After enzymatic digestion and dissociation of the whole heart and before FACS purification of the cells, cells are a crude mixture that contain many different cell types from the heart. After FACS purification and culturing, cells are homogenous. They are single nucleated, quite flat, and have the typical pericyte rhomboid morphology.

Using FACS, cells are purified to homogeny. First, debris and doublets were gated out based on forward and side scatter distributions. Then, dead cells were gated out due to their amine reaction with the dye, which produces a signal greater and more intense than live cells.

Of the live cells, hematopoietic cells were gated out by being CD45-positive. To further remove hematopoietic and endothelial cells, CD34-positive and CD31-positive cells were gated out. Finally, NG2-positive and CD140b/CD146-positive cells were selected for being perivascular cells with expression of typical pericyte markers.

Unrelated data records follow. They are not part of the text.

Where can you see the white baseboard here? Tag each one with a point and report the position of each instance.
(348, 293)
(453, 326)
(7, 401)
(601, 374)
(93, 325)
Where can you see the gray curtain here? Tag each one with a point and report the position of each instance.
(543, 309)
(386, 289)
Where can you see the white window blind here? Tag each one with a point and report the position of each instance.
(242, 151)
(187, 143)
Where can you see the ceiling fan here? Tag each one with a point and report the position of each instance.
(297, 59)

When compared with human brain pericytes, the cells had a similar morphology. Compared with mouse and human smooth muscle cells, the cells had a different morphology Phenotypic characterization of cells at passage seven by immunocytochemistry for pericyte markers showed no observed changes in morphology or marker expression. Similarly, analysis by flow cytometry of the pericytes at passage seven confirmed that the population remained homogenous.

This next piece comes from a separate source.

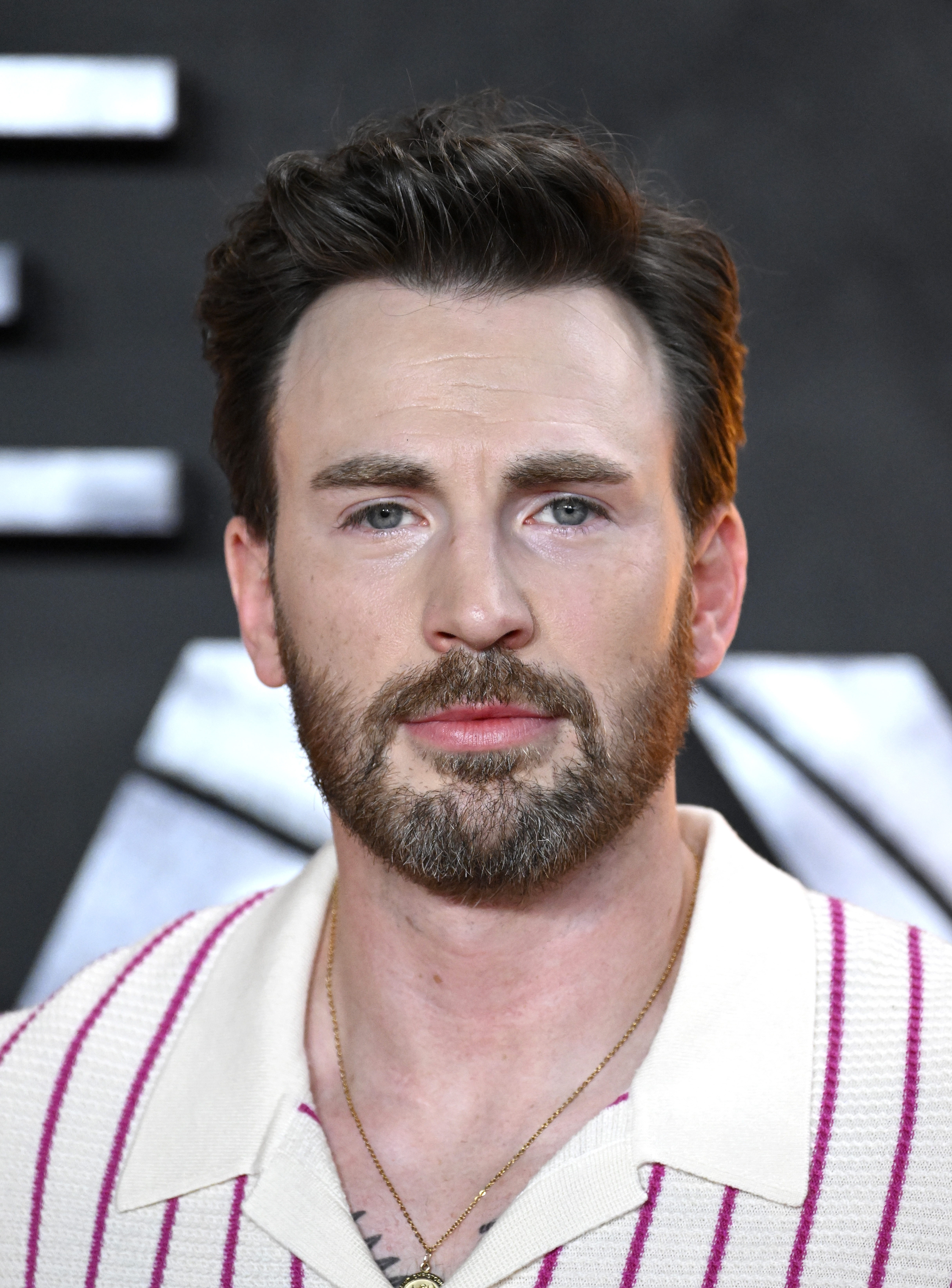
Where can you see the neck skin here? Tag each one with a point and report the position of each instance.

Cell viability is critical to obtain a good yield. Keep tissue cold during procurement, and keep cells cold during cell staining. Also, make sure that the enzymatic solution is prepared fresh each time.

To ensure isolation of the correct cells post-culturing, characterize them with flow cytometry and immunofluorescent staining. These cells can be used in coculture experiments with endothelial cells for functional barrier studies, as well as assays to study their biological and physiological function and characteristics. Cardiac pericytes play a fundamental role in vascular integrity and stability, and their dysfunction is consequential to the global cardiac function.

With our technique, researchers can explore the therapeutic potential of cardiac pericytes.